REVIEWED BY JOHN GREENYA
If you're one of those embarrassingly young people, a demographic darling between the ages of 18 and 34, you'll find this book interesting, but if you're one of us older birds, you'll find it fascinating. This is not to say you'll find everything in it to your liking, or that you will find television anchor-journalist Roger Mudd's authorial persona consistently attractive.
Nonetheless it remains a fascinating book because it does such a good job of recreating an era when television news was an important, and powerful, part of American life, a significant influence on the hearts and minds of citizens.
Interestingly, this is not the book Mr. Mudd originally set out to write. As he explains at the end, in the acknowledgments section, he started to write a full-blown memoir. Then, "A telephone call to one of Washington's most successful lawyer-agents nearly caused me to abandon the project. He told me there was no market for a journalists' [sic] memoirs unless I dished about the famous and powerful. Otherwise, he said, only the academic press would be interested."

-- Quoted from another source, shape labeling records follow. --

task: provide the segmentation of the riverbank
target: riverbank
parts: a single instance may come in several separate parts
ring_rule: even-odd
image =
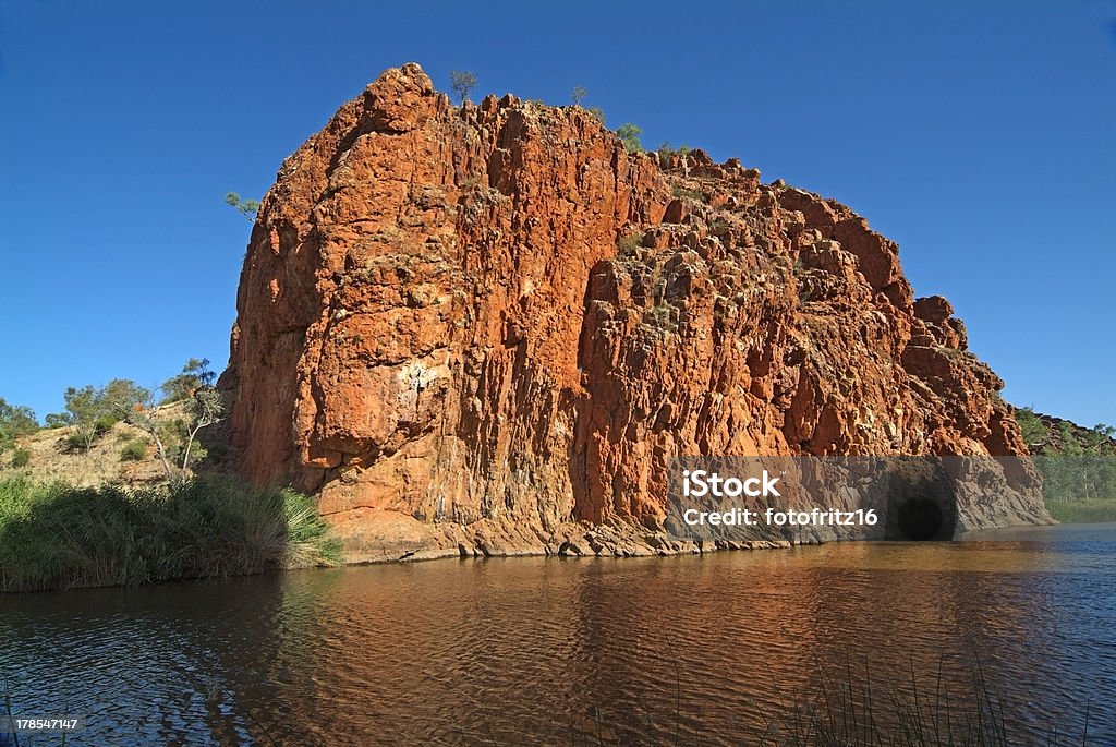
[[[796,719],[814,722],[808,708],[843,728],[847,661],[858,715],[870,665],[884,744],[893,695],[913,709],[917,692],[933,732],[940,681],[956,736],[977,706],[979,657],[1007,744],[1051,744],[1052,722],[1054,744],[1080,745],[1089,702],[1088,744],[1109,745],[1116,670],[1097,631],[1116,615],[1104,593],[1114,533],[388,563],[13,594],[0,597],[0,674],[16,714],[88,716],[74,744],[268,745],[266,731],[281,745],[728,747],[760,744],[776,719],[779,744],[793,744]]]
[[[227,477],[78,488],[0,481],[0,591],[138,584],[338,565],[314,499]]]

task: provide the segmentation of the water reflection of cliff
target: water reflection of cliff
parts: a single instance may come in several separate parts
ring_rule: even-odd
[[[867,663],[901,689],[941,664],[966,692],[975,653],[1018,714],[1071,726],[1090,698],[1094,734],[1114,737],[1110,555],[1072,547],[439,562],[16,595],[0,667],[23,705],[96,717],[92,744],[740,744],[819,663],[857,678]]]

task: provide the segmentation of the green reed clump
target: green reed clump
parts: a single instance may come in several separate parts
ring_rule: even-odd
[[[1047,501],[1047,510],[1061,524],[1103,524],[1116,521],[1116,499],[1089,499],[1069,502]]]
[[[336,565],[314,499],[196,477],[77,488],[0,481],[0,591],[135,585]]]

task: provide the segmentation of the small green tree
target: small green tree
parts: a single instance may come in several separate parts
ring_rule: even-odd
[[[115,396],[107,401],[107,406],[128,425],[151,435],[158,459],[163,463],[163,471],[166,472],[166,479],[169,482],[174,482],[175,475],[166,456],[162,423],[155,418],[155,394],[142,386],[132,389],[119,386],[115,390]]]
[[[458,95],[458,103],[464,104],[469,92],[477,87],[477,74],[470,70],[450,70],[450,89]]]
[[[190,358],[182,366],[182,373],[171,376],[160,386],[163,403],[189,400],[200,387],[212,386],[215,377],[217,374],[209,370],[209,358]]]
[[[620,138],[620,142],[624,143],[624,149],[629,153],[643,152],[643,143],[639,142],[641,133],[643,133],[643,130],[631,122],[622,124],[616,130],[616,136]]]
[[[71,429],[70,443],[84,449],[88,454],[97,437],[100,435],[98,428],[104,425],[103,421],[100,424],[97,422],[104,414],[104,408],[97,400],[97,390],[92,385],[81,389],[70,386],[62,396],[66,400],[66,412],[60,413],[58,418]],[[48,422],[52,419],[52,415],[47,416]]]
[[[26,405],[8,404],[0,396],[0,452],[16,443],[17,435],[33,433],[39,430],[39,421],[35,411]]]
[[[259,200],[242,200],[235,192],[229,192],[224,195],[224,203],[230,208],[233,208],[241,216],[250,221],[256,220],[256,213],[260,211]]]

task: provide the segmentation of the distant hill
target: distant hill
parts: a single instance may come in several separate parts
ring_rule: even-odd
[[[1016,411],[1016,420],[1023,431],[1027,449],[1042,457],[1113,454],[1116,456],[1116,429],[1097,424],[1085,428],[1077,423],[1035,412],[1030,408]]]
[[[1027,449],[1042,473],[1042,498],[1062,523],[1116,521],[1116,429],[1016,411]]]

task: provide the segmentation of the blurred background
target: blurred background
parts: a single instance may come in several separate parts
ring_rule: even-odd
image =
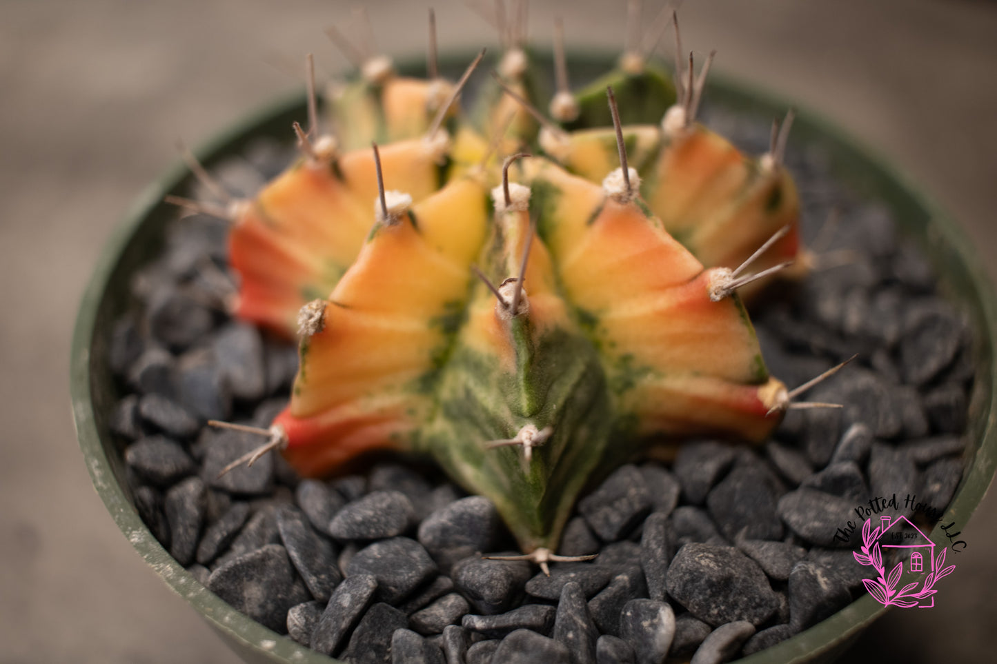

But then Mr. Mudd's friend Jim Lehrer suggested he approach Peter Osnos, founder and editor of Public Affairs Press here in Washington. Mr. Osnos, a former star reporter himself, told Mr. Mudd, "Everybody knows what's happened to the networks. Why don't you write about that great Washington bureau you were part of?"
"Oh, my God!," writes the author. "There it was, handed to me."
And what good advice that turned out to be, as the result is a highly entertaining while at the same time highly informative popular history of what was indeed a great Washington news bureau and a proud extension of what the iconic Edward R. Murrow had created at CBS over the previous decades.